National Suicide Prevention Lifeline: a free and confidential phone line in the U.S., with operators working 24/7. Call 988, or 1-800-273-TALK (1-800-273-8255)
- Culture of Quiet- The industry is one associated with sticking to yourself, and holding your emotions in a jar.
- Tough it out- The mentality of "man up" or "tough it out" is often associated with construction, furthering the idea to just keep everything to yourself, and keep on keeping on.
3 Prevention Techniques
- Talk about the risks.
- Care after they clock out.
- Foster hope.
Talk about the Risks
Aaron Witt of Build Witt mentioned during a panel at CONEXPO-CON/AGG 2023 “When I talk about it online, viewers reach out to me and they say, ‘I appreciate you sharing because I’ve had a lot of these feelings. But seeing someone else just talk about it makes me feel like I’m not crazy… Like there’s a way out of this."
Just talk about it.
Holding it behind the curtain of stigma means that people will not reach out and talk about it when they need it most. CPWR - the Center for Construction Research and Training has a whitepaper on workshop details specifically targeting at starting the conversation, as well as offering training and resources to help construction workers get and offer help. When are open and honest about suicide, we can share resources more effectively rather than just reinforcing the stigma.
Care after clocking out
Do your workers have a support system at home? What are they facing when they get there? Building a community that encourages healthy communication and provides a way to facilitate these conversations, everyone will jump in to help. Care must be fostered in order to grow. Employee well-being comes before getting to the numbers. Care for your employees, and they'll care for others, and you, in return.

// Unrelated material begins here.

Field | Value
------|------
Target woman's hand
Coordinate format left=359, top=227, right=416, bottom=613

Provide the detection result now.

Michelle Walker, CCIFP, CRIS, SPHR, SSC Underground, spoke during a panel at CONEXPO CON/AGG 2023 and said “Suicide happens when hope is gone.” Everyone faces challenges. Some minor, some life changing. We all have some level of resiliency. Sometimes it's just relentless, and it gets harder and harder to see where the light at the end of the tunnel might be. People often need to be physically well to be mentally well. This is especially true in labor intensive jobs.
- Healthy food might get replaced with a quick and cheap substitute.
- Injuries are common
- Harmful addictions are rarely acknowledged and can lead to thoughts of harm or worse.
While you can't always provide a good meal, injuries and pain don't go away overnight, and kicking an addiction is a long road to walk alone, there is one thing you can do. You can provide your workers with a sense of hope, a sense that they are not alone in their fight, could help them push through for a better tomorrow. When you care, your workers and colleagues care, too. Help them help build hope for themselves – and each other.